Stafon Thompson, older by a month, would be arraigned in a minute or so. First up was Brian Lee Flowers, case No. 27-CR-08-29636.
He was wearing an orange jail shirt and appeared behind the safety glass that separates the courtroom from the prisoners, stepping up to a sort of bank teller's window where he stood, trembling.
Is your name Brian Lee Flowers, Judge John McShane asked.
The kid nodded feebly, resting his chin in his left hand. He was crying like someone who had lost his mother.
The judge told him he had to speak for the record. Nodding wasn't enough. Are you Brian Lee Flowers?
This time the kid wailed yes, covered his face with his hand and convulsed into sobs.
You were born June 21, 1991? Yes, the kid said. The judge set bail at a million dollars. Might just as well be a billion.

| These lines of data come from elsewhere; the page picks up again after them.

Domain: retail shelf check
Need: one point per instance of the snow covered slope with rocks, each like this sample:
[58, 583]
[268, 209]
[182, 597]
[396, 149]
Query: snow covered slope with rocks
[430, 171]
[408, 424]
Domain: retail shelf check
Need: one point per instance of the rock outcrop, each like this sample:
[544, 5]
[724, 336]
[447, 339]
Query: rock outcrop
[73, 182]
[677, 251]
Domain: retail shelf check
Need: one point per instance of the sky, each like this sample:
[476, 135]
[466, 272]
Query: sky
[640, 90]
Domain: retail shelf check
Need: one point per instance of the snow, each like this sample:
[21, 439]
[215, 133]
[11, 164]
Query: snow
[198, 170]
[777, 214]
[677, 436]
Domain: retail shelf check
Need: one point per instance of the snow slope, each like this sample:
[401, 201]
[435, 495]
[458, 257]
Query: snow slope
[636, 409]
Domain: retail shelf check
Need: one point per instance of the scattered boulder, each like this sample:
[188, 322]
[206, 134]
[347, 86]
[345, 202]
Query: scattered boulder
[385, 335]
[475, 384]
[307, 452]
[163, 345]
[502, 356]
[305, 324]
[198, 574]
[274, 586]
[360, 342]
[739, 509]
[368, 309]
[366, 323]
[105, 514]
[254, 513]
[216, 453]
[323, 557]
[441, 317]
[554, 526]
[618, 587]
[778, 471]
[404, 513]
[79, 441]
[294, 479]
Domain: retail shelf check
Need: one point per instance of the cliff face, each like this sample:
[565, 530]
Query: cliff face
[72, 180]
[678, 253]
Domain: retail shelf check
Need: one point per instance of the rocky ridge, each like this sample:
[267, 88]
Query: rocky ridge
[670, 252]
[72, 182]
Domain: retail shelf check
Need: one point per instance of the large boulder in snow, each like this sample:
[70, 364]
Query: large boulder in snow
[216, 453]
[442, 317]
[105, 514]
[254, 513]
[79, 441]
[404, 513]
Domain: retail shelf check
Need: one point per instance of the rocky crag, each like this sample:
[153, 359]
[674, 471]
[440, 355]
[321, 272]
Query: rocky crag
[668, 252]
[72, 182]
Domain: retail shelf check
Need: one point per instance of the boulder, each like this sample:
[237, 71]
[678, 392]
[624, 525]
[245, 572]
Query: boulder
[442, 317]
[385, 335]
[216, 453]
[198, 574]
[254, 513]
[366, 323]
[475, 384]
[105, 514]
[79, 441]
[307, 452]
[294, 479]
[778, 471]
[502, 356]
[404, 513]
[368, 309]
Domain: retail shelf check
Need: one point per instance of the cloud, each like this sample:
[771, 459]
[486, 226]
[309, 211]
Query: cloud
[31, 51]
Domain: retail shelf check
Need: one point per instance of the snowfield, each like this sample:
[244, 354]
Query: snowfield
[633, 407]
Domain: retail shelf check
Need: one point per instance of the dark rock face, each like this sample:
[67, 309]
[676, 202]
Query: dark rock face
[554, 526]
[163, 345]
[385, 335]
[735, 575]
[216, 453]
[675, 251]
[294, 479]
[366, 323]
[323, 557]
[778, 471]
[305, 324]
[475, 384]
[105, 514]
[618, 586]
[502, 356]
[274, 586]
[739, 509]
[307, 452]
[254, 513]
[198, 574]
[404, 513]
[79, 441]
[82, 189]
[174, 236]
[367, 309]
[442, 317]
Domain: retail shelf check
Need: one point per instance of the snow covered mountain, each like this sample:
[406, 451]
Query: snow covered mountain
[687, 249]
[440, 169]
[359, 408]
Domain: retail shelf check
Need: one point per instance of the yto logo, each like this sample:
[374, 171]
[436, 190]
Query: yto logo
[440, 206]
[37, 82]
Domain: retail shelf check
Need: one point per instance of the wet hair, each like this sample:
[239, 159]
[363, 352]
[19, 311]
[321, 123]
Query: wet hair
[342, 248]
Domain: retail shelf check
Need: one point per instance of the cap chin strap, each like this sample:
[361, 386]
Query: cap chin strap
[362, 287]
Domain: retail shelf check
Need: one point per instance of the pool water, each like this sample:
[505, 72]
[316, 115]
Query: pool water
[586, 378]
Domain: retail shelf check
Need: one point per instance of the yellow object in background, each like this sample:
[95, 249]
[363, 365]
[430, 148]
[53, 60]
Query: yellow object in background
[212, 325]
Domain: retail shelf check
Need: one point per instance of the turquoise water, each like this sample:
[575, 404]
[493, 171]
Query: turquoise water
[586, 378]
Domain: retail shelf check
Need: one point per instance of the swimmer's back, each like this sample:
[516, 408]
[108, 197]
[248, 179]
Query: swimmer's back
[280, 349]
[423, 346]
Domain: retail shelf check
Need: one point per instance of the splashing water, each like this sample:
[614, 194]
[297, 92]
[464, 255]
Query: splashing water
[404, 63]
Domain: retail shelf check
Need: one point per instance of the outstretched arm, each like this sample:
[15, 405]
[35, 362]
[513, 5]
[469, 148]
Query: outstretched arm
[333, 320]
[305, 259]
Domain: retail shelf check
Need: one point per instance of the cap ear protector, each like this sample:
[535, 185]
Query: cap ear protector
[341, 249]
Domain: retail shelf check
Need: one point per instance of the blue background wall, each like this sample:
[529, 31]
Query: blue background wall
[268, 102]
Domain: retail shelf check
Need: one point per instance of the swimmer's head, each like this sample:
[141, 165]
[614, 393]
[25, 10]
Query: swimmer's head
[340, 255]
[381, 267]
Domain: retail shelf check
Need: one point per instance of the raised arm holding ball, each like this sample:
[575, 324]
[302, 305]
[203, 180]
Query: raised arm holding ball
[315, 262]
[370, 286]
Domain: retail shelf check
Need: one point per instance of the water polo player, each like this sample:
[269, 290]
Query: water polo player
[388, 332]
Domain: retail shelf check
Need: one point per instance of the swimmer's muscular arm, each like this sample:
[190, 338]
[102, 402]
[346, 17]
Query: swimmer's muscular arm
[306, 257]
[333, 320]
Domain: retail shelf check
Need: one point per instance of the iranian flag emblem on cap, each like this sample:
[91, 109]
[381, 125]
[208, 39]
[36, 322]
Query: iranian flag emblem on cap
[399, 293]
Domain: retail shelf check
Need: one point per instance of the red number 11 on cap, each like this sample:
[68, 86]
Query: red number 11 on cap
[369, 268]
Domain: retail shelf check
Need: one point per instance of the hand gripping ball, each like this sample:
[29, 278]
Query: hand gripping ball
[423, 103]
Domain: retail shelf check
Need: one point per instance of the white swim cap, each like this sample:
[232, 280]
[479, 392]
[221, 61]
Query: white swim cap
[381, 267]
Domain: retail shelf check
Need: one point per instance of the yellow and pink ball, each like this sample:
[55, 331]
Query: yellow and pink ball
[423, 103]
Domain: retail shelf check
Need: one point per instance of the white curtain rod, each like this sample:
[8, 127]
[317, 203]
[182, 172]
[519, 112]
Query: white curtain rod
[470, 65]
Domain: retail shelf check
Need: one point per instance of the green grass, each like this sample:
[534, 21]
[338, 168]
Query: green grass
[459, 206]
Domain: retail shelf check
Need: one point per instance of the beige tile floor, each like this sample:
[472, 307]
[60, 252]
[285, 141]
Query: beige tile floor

It only took a minute, and the kid was gone from the teller's window, shuffling through the glass cage, back toward jail. As he went, he let loose a long heart-wrenching cry, a wounded, woeful outburst that cut through the courtroom and seemed to say: Yes, I am Brian Lee Flowers, 17 on Saturday, charged with murdering Katricia Daniels, a woman I called "Mom," accused of stabbing and bludgeoning and chasing her to her slaughter and then her son, Robert, 10 years old.